Today’s Groupon Vancouver Daily Deal of the Day: Pho 99: $35 for a Five-Course Vietnamese Tasting Menu for Two or $65 for Four
Buy now from only $ 35
What You’ll Get
- Five-Course Vietnamese Tasting Menu for Two
- Five-Course Vietnamese Tasting Menu for Four
Menu for Two includes:
- Two beef noodle soups
- Two fried rolls
- Two Vietnamese ham slices
- Two daily desserts
- Two fresh lemonades
Menu for Four includes:
- Four beef noodle soups
- Four fried rolls
- Four Vietnamese ham slices
- Four daily desserts
- Four fresh lemonades
This deal is a very hot seller. Groupon has already sold over 550+ vouchers at the time of this post.
This is a limited time offer while quantities last so don’t miss out!

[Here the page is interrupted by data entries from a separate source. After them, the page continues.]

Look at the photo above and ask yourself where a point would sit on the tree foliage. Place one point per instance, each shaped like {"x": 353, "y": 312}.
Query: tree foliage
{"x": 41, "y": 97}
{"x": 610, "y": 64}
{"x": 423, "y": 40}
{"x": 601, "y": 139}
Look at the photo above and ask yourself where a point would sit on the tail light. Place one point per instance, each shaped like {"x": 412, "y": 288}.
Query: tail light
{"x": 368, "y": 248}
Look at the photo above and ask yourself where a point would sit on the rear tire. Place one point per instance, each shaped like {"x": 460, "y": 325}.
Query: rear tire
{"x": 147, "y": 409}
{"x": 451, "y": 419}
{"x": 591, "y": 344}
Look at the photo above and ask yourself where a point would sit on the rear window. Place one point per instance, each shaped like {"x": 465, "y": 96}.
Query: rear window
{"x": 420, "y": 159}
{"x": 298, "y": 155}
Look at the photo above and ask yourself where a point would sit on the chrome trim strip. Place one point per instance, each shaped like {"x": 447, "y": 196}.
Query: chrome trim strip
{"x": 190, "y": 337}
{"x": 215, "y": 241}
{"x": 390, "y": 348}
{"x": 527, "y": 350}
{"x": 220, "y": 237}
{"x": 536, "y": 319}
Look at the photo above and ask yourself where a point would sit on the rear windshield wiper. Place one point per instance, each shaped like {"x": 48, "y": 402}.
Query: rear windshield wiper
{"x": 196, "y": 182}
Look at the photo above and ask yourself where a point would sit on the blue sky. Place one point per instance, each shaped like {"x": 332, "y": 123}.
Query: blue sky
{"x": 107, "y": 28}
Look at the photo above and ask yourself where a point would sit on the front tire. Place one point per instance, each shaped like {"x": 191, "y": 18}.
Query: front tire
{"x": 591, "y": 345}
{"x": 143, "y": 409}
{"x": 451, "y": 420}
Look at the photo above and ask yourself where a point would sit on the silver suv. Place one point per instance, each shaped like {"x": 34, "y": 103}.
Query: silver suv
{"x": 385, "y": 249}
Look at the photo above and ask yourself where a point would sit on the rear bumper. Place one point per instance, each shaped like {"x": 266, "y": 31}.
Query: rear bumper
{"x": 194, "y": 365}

Click here to buy now or for more info about the deal.
The Fine Print
Promotional value expires 120 days after purchase. Amount paid never expires. Limit 1 per person, may buy 1 additional as gift(s). Valid only for option purchased. May be repurchased every 30 days. Limit 1 per visit. Limit 1 per table. Merchant is solely responsible to purchasers for the care and quality of the advertised goods and services.

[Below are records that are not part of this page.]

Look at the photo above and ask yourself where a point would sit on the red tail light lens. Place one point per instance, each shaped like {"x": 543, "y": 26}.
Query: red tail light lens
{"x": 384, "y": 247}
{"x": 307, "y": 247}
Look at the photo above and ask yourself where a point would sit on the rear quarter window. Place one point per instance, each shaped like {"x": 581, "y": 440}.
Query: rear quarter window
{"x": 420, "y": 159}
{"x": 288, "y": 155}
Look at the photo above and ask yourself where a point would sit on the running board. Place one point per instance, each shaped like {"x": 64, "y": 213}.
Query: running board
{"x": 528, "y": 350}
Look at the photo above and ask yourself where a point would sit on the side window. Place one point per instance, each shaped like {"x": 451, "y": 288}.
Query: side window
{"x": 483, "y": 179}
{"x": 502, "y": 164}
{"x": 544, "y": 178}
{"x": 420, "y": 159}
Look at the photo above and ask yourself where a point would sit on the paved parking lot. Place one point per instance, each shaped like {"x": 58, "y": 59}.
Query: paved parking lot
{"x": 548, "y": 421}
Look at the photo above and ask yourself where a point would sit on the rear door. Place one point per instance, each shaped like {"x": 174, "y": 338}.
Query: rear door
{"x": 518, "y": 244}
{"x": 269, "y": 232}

8611 Alexandra Road, Richmond, BC V6X 1C3
The aromas of grilled ginger, minced scallion, and meats mingle at Pho 99, which specializes in hearty bowls of pho. See the full menu here to find out what’s in store!
Appetizers include: barbecue prawns, spring rolls, chicken wings, and more!
Pho to try: chicken and quail-egg pho
Entrée to try: marinated pork with vermicelli noodles and veggies
After the chef strains out the spices and bones for anyone who hasn’t ordered it extra crunchy, the soup should be salty, slightly oily, and piping hot. The heat isn’t just there to warm the belly: it cooks the delicate rice noodles and lace-thin slices of beef added to pho bo—perhaps the most popular style—as it hits the table. At most eateries, diners will share or fight over a plate of sprouts, jalapeños, lime, and fresh basil, which add little smacks of crunch, spice, and acidity. These garnishes are decisively Asian additions to a meal that, like several of Vietnam’s most famous dishes, arose out of French colonial occupation. The dish and its name are widely believed to have been adapted from the humble French stew known as pot-au-feu, designed, like pho, to make the most of inexpensive cuts of meat that would be difficult to prepare without long simmering.